This may seem a bit extravagant, especially when most people are up well before noon – but I don’t sleep until noon. I just get up at my leisure, even if I’ve stayed up until 2:00 in the morning. What I’ve learned is that having an alarm set makes me wake in fits and starts all night long, so I don’t sleep well. Literally I hallucinate the alarm all night long, and wake up in a panic. No alarm? No problem.
Even more fun, I now remember my dreams. Last week, I met Rod Stewart, again, in my dream. Unfortunately, while trying to take a selfie with him at the helm of a ship, the captain stole my cell phone and the dream turned into a nightmare.
After that, all of my dreams turned into nightmares.
In one particularly horrifying dream, I was just walking down a country road in the darkness … when a war plane flew over dropping thousands of Russian paratroopers into the night’s sky. One by one they landed, like a bad movie, rousting people from their beds and taking them into communist custody. I woke up before anyone got shot.
But a couple of nights later, I was at a bridal shower when a woman pulled out a rifle to shoot a child. Since I always carry my own rifle with me at parties, I pulled out my rifle and shot at the woman before she could kill the child – but I missed. I killed another woman instead, and spent the rest of the dream running from the police and all of the friends who’d seen me do it.
I love analyzing dreams as they happen, but I’ve had trouble with this particular set of nightmares. I’m not sure what the “bad guy” in the dream represents. Normally I ascribe three adjectives to the person/thing in the dream, and that tells me which part of me or my life I’m dreaming about.
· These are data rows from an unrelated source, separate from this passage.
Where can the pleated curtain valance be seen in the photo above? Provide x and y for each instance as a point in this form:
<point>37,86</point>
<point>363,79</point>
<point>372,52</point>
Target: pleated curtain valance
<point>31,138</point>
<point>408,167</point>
Then I psychoanalyze myself and the nightmares go away.
But I just feel victimized in all of these dreams. My tried-and-true method of dream analysis has failed me. I can’t ascribe three adjectives to Russian paratroopers or the ship’s captain; they are faceless, nameless. And do I blame myself for shooting an innocent woman, or do I congratulate myself for trying to be a hero – and who’s the bad guy, really?
Last night, I dreamed that a group of cats discovered a hole in my body – from which a worm was trying to escape. Within two minutes, I had worms crawling out from under my skin everywhere – short, fat worms and three-foot-long fat ones, and caterpillar-like creepy things. Some odd nurse-lady told me it would continue indefinitely. “They all have to come out,” she said.
I woke up, again, thinking: WHY??? Why worms? I have no idea what the lurking unconscious motivation might be.
Anyway, it’s been a long few weeks. Since my life pretty much revolves around waiting for Shane’s college acceptances and planning return visits, I wonder if that might be it. But it feels like something more is brewing under the surface – and not worms.
It feels like I’m being attacked every night in my sleep.